Dopo aver decretato varie volte la fine dei “sovranisti” e dei “populisti” (qualunque cosa vogliano dire queste definizioni) i giornali mainstream davanti alla vittoria, in Olanda, del Partito delle Libertà di Wilders si mostrano sconcertati e lanciano l’allarme affiancando al caso olandese la vittoria di Milei in Argentina, di Fico in Slovacchia, l’affermazione della destra in Spagna e Polonia e il possibile ritorno di Trump. Senza dimenticare la vittoria del centrodestra in Grecia nel 2023 e in Italia nel 2022.

Sono casi diversi con qualche causa comune (i mercati sempre più globali che prevalgono sugli stati e impoveriscono i ceti medi) a cui in Europa si aggiungono problemi specifici.

RIBELLIONE

Ne ha colti alcuni il politologo Ian Buruma che, alla “Stampa” (24/11), sul caso olandese, ha detto: per gli elettori “contano le questioni domestiche, lavoro sicurezza, economia” e “il messaggio è chiarissimo: non vogliamo più immigrati”; “è la rivalsa delle province contro le élite liberal delle città”. La gente si sente estranea e “non a proprio agio con i temi progressisti”.

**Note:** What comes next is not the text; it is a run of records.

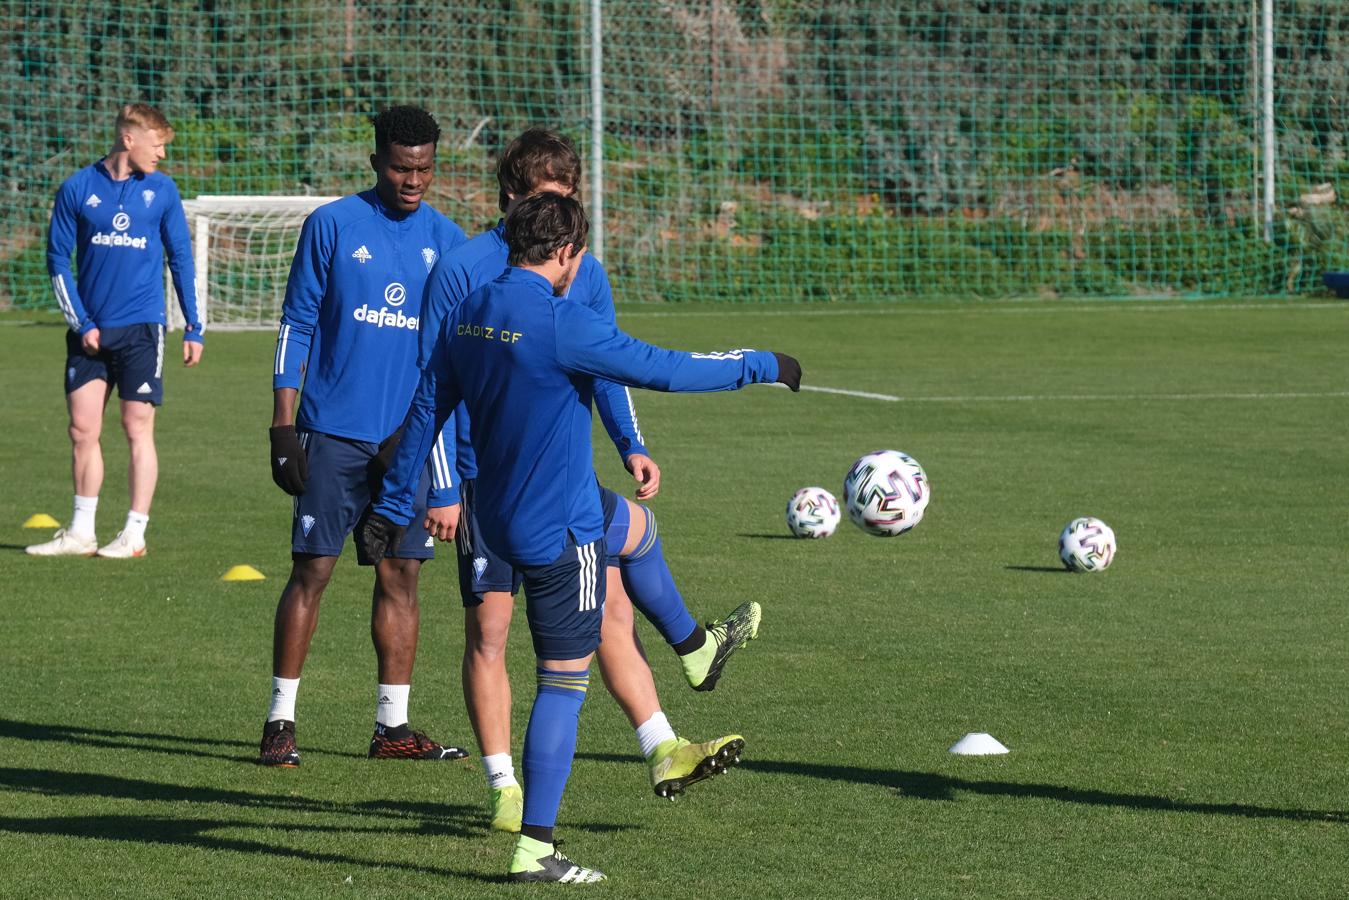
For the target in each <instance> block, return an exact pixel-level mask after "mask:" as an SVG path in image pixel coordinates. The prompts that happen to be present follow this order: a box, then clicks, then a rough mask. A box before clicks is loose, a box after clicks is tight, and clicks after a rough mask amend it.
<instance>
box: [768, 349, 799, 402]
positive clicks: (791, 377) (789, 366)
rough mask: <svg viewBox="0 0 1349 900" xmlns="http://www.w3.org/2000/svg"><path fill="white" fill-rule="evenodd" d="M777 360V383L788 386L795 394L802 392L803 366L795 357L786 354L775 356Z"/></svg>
mask: <svg viewBox="0 0 1349 900" xmlns="http://www.w3.org/2000/svg"><path fill="white" fill-rule="evenodd" d="M773 356H776V358H777V381H778V383H781V385H786V386H788V387H791V389H792V391H793V393H799V391H800V390H801V364H800V363H799V362H796V358H795V356H788V355H786V354H773Z"/></svg>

È ormai iniziata la reazione dei popoli ai guasti dell’Unione Europea (nata a Maastricht nel 1992) di cui anche Draghi oggi di fatto riconosce il fallimento.

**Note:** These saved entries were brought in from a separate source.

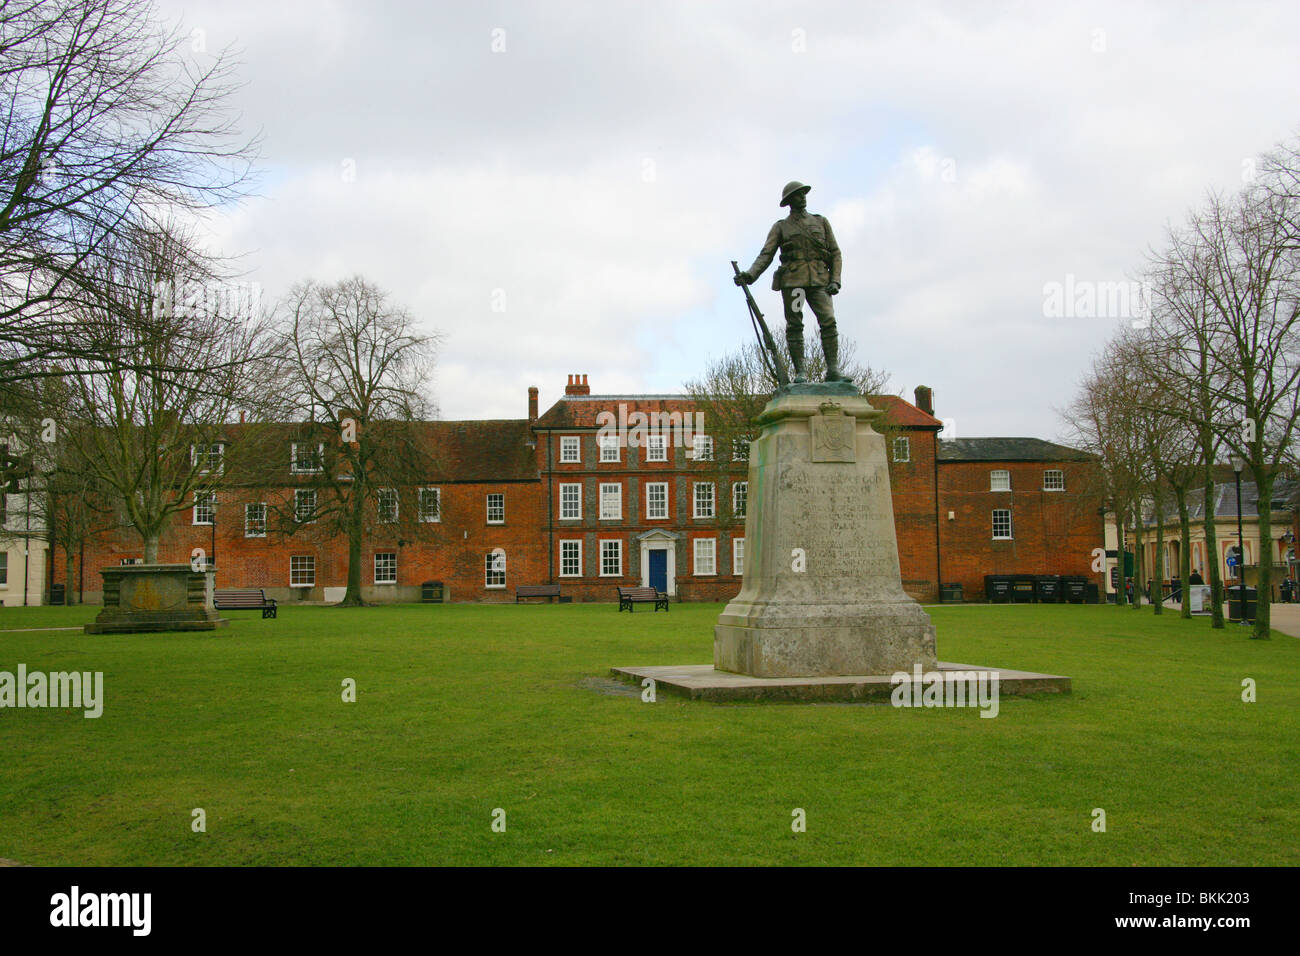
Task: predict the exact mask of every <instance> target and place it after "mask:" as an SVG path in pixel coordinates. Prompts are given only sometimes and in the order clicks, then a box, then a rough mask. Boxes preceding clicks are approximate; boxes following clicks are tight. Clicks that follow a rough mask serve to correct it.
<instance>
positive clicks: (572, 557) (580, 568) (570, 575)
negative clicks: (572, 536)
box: [560, 537, 582, 578]
mask: <svg viewBox="0 0 1300 956" xmlns="http://www.w3.org/2000/svg"><path fill="white" fill-rule="evenodd" d="M573 545H576V548H575V546H573ZM567 546H568V548H567ZM565 549H567V550H568V551H569V554H568V555H565V553H564V551H565ZM575 551H576V554H575ZM569 559H576V561H577V571H565V570H564V562H565V561H569ZM581 576H582V538H580V537H562V538H560V578H581Z"/></svg>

A differenza della precedente CEE, in cui gli stati democratici erano amici, collaboravano e commerciavano, ma restando ciascuno con la propria identità e la piena sovranità, con l’UE è nato un mostro giuridico che non è né uno Stato, né una Federazione. Non ha una sovranità propria, ma pretende di dettar legge agli Stati sovrani, non ha una Costituzione e pretende di prevalere sulle Costituzioni, non ha un governo democraticamente eletto, ma pretende di dettar legge ai governi democratici. Un paio di Paesi forti della UE affermano i propri interessi e gli altri sono economicamente penalizzati.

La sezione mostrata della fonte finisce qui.